Quel parcours à venir ?
Dans mon parcours, cela veut aussi dire que je vais devoir passer par une stomie, donc par une poche pendant plusieurs semaines (soit, avoir le bout de mon intestin grêle sorti de mon abdomen). Ensuite, il faudra me faire réopérer pour créer ce qu’on appelle un réservoir, afin de reconstruire le transit. Selon la manière dont les choses se passent, cela peut impliquer une ou deux opérations supplémentaires. Autrement dit, ce n’est pas une seule épreuve, mais tout un parcours chirurgical. Le genre qu’on n’a pas choisi, qu’on doit pourtant affronter, parce qu’on n’a pas vraiment le luxe de détourner le regard…
C’est soit cela, soit le cancer dans quelques années.
Quand la maladie a été annoncée, je n’ai pas ressenti une seule émotion bien nette, facile à identifier. Ce n’était pas quelque chose de simple, de propre, de bien défini. C’était un mélange violent de colère, de tristesse et de stress. De la colère, parce qu’il est profondément injuste d’apprendre qu’on porte en soi une maladie génétique aussi lourde à bientôt 27 ans. De la colère contre ce corps qui devient soudain synonyme de menace. De la colère face à l’idée qu’il faut déjà penser à des opérations mutilantes, à une poche, à plusieurs étapes chirurgicales, alors qu’on voudrait juste vivre normalement.

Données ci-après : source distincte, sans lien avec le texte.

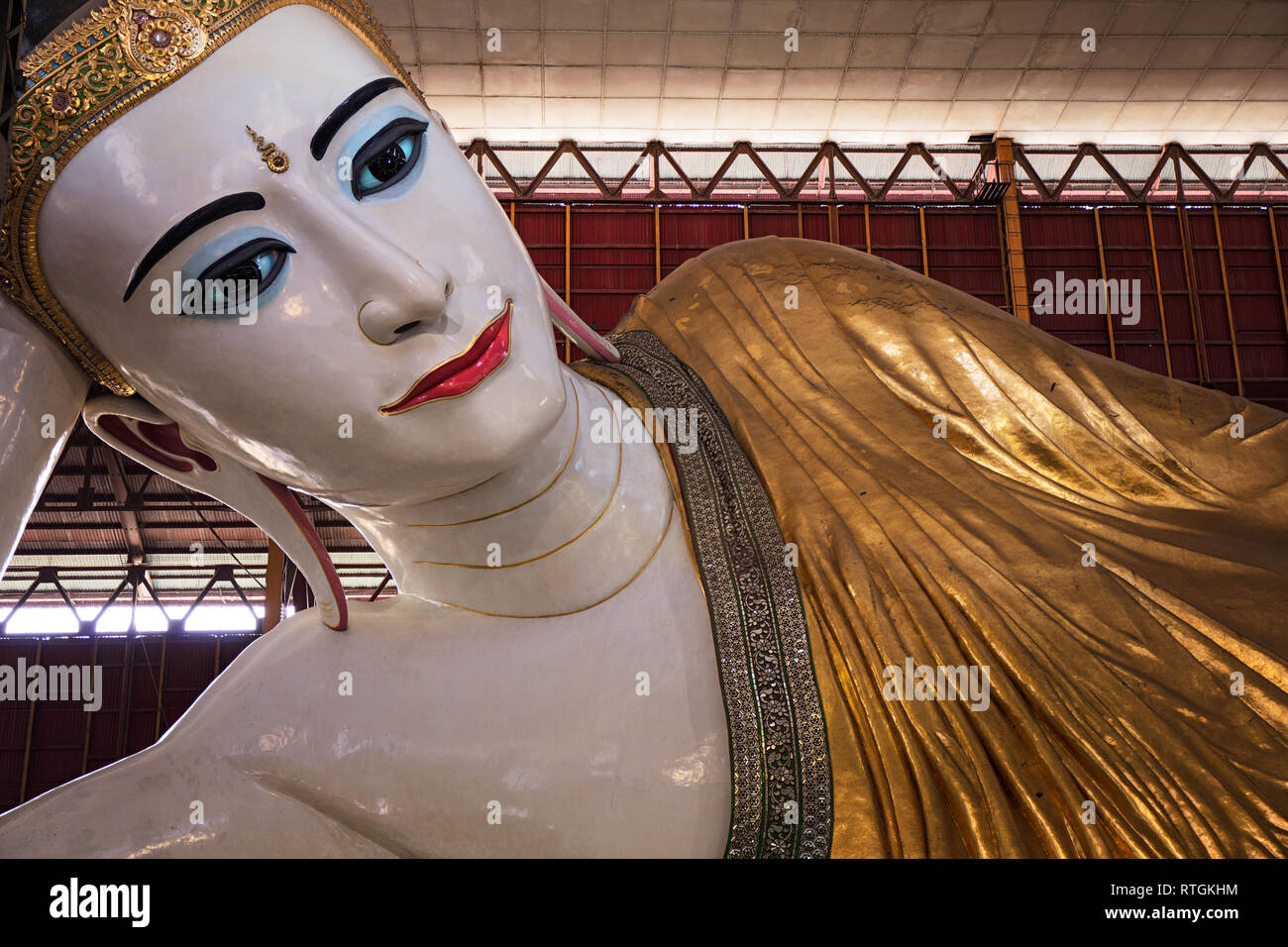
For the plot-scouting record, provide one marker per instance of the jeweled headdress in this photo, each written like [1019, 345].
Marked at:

Quoi qu’il en soit, ma vie ne sera plus jamais totalement normale.
Il y a eu aussi énormément de tristesse. Une tristesse difficile à expliquer à ceux qui n’ont jamais traversé ce genre d’annonce ou d’épreuve. Ce n’est pas seulement la peur de la maladie. C’est le deuil brutal d’une forme d’insouciance. C’est comprendre que son corps ne suivra pas un chemin « classique ». On réalise que certaines choses, qui semblent banales pour les autres, deviennent soudain très lourdes de sens. On ne reçoit pas ce type de diagnostic en restant intacte intérieurement, car quelque chose se fissure, change à tout jamais.

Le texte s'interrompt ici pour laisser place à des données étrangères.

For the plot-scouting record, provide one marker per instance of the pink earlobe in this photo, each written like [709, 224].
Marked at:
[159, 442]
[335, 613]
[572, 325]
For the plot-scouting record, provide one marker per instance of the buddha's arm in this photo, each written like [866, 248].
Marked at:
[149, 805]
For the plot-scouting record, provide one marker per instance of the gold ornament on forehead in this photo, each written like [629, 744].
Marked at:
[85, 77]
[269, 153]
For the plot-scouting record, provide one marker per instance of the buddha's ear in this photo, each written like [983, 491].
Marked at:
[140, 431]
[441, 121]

Ensuite, vient le stress, violent, permanent, épuisant. Dans mon cas, il prend encore plus de place parce que je souffre déjà d’anxiété chronique généralisée, diagnostiquée il y a quatre ans. Alors, bien entendu, recevoir une telle annonce ne tombe pas dans un esprit serein, calme, armé pour encaisser sans vaciller. Au contraire, cela vient heurter un terrain déjà fragile. Je dirais même que cela amplifie les peurs, les anticipations, les scénarios mentaux, les angoisses liées au corps, à l’avenir, aux opérations, à l’après. Là où certaines personnes seraient déjà bouleversées, je dois composer avec une machine anxieuse qui, naturellement, ne me laisse jamais vraiment en paix.

Une maladie invisible qui se transformera en handicap invisible (ou presque)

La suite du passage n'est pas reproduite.